7. Third-Party Integrations

  • Authentication & SSO: Clerk or Auth0. Handles secure JWTs and provides out-of-the-box B2B SAML SSO (so universities can log in with their .edu Microsoft/Google accounts).
  • Transactional Emails: Resend using React Email for templating (Welcome emails, teacher invites, weekly progress reports).
  • B2B Billing: Stripe Connect. Manages institutional SaaS subscriptions (e.g., charging a school based on active student seats).
  • Push Notifications: Firebase Cloud Messaging (FCM) for iOS/Android alerts.

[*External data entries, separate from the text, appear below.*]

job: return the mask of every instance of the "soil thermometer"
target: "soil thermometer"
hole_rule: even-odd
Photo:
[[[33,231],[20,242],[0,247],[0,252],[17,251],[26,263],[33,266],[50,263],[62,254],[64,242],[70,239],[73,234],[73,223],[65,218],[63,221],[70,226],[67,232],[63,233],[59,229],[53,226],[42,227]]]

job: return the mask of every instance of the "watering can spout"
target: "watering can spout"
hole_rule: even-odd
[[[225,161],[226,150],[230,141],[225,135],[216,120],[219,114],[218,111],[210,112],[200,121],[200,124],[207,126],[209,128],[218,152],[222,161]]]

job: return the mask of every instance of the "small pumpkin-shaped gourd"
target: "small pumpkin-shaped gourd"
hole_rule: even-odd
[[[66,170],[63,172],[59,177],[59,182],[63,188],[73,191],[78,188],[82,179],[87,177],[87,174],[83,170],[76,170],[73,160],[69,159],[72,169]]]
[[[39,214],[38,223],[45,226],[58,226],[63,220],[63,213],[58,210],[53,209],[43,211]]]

  • Historical Market Data: Yahoo Finance (CSV exports) or Alpha Vantage (EOD APIs) used asynchronously by background workers to seed "Blind Simulation" scenarios.

8. Security & Compliance

  • No Real Money Connectivity: The system explicitly lacks Plaid, Stripe (for B2C), or real brokerage API integrations for students. Decimal types in PostgreSQL represent isolated virtual currency.
  • GDPR Compliance:
    • Soft-delete functionality for all user data.
    • Telemetry and analytics data routed to institutional dashboards is aggregated.

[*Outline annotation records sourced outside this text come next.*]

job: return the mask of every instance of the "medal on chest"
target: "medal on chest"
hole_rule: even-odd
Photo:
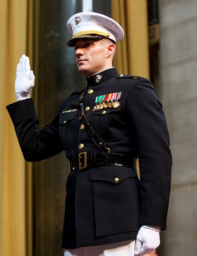
[[[97,111],[100,109],[108,107],[118,107],[120,103],[118,101],[120,98],[121,94],[122,92],[119,92],[97,96],[95,99],[96,105],[93,108],[92,111]]]

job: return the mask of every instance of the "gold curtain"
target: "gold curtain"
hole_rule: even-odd
[[[119,73],[149,77],[147,0],[111,0],[112,18],[124,32],[114,65]]]
[[[0,10],[0,255],[31,255],[31,166],[20,149],[6,106],[16,101],[16,65],[32,60],[32,0],[2,0]]]

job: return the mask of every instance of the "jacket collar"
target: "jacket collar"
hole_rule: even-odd
[[[87,77],[87,87],[90,86],[92,86],[96,85],[106,80],[115,77],[118,75],[118,73],[115,68],[109,68],[89,77]]]

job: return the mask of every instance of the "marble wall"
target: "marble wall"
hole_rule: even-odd
[[[167,230],[159,256],[197,253],[197,1],[159,1],[159,94],[173,164]]]

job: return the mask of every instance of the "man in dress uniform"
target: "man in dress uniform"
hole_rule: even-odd
[[[40,129],[30,97],[35,77],[23,55],[17,102],[7,109],[26,160],[64,150],[70,161],[64,255],[143,255],[159,246],[166,228],[171,159],[162,105],[149,80],[119,75],[112,67],[116,42],[124,35],[115,21],[81,12],[67,27],[86,87],[65,100]]]

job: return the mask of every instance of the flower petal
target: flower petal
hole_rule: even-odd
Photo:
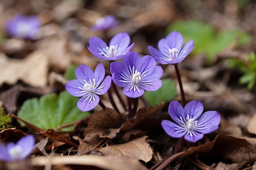
[[[180,53],[183,44],[183,38],[180,33],[176,31],[171,33],[166,38],[169,48],[175,48],[178,50],[177,53]]]
[[[110,75],[107,76],[101,84],[95,89],[95,93],[98,95],[103,95],[107,93],[111,85],[111,79]]]
[[[132,84],[125,87],[123,89],[123,93],[130,98],[137,98],[144,94],[144,90],[139,88],[137,88]]]
[[[119,87],[124,87],[132,83],[129,71],[123,63],[113,62],[110,65],[110,72],[114,83]]]
[[[193,118],[196,120],[203,113],[204,106],[199,101],[193,100],[186,105],[184,110],[186,116],[189,115],[190,119]]]
[[[211,133],[218,128],[220,115],[216,111],[208,111],[197,119],[198,125],[194,129],[204,134]]]
[[[171,60],[171,57],[167,57],[162,54],[158,50],[152,46],[148,46],[148,47],[149,52],[153,56],[153,57],[157,62],[160,62],[161,60]]]
[[[161,124],[166,133],[173,137],[182,137],[187,132],[185,128],[167,120],[163,120]]]
[[[187,134],[184,137],[184,138],[188,141],[191,142],[195,142],[202,139],[203,137],[204,137],[203,134],[193,132],[192,135],[190,135],[189,133]]]
[[[107,46],[107,44],[99,37],[92,37],[89,40],[88,48],[96,53],[101,52],[100,50],[106,49]]]
[[[0,143],[0,160],[4,161],[11,161],[11,158],[6,147]]]
[[[105,76],[105,68],[102,63],[100,63],[95,68],[94,71],[94,78],[95,79],[95,88],[97,88],[101,84]]]
[[[165,38],[161,39],[157,43],[157,47],[159,49],[159,51],[162,54],[166,56],[169,56],[169,46],[167,44],[167,41]]]
[[[162,81],[158,79],[148,83],[139,83],[140,87],[148,91],[155,91],[162,86]]]
[[[194,42],[193,40],[190,40],[187,42],[182,50],[178,54],[178,57],[183,58],[187,56],[192,50],[194,49]]]
[[[82,97],[85,95],[85,91],[83,90],[83,84],[79,82],[77,79],[70,81],[65,86],[67,91],[73,96]]]
[[[130,44],[130,36],[127,33],[121,33],[117,34],[110,40],[109,45],[116,46],[119,49],[119,55],[124,54],[124,51]]]
[[[34,150],[35,146],[35,138],[31,135],[23,137],[17,142],[22,148],[22,155],[20,158],[22,159],[28,156]]]
[[[84,64],[81,65],[76,68],[75,73],[76,79],[82,84],[93,84],[94,73],[93,71],[88,66]]]
[[[82,112],[91,110],[99,104],[99,97],[97,95],[88,93],[77,102],[77,107]]]
[[[162,64],[179,64],[183,60],[185,59],[184,57],[182,58],[176,58],[172,60],[162,60],[160,61],[160,62]]]
[[[181,104],[177,101],[172,101],[169,106],[168,112],[171,117],[179,125],[186,126],[186,116],[184,109]],[[182,121],[181,117],[183,120]]]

    • Anonymization pipelines strip PII (Personal Identifiable Information) before data is exported for research purposes.
    • AI Prompt sanitization ensures no PII is sent to external LLM providers.
  • API Security: CORS whitelisting, helmet (HTTP headers), JWT payload verification, and GraphQL query depth limiting to prevent Denial of Service (DoS) attacks.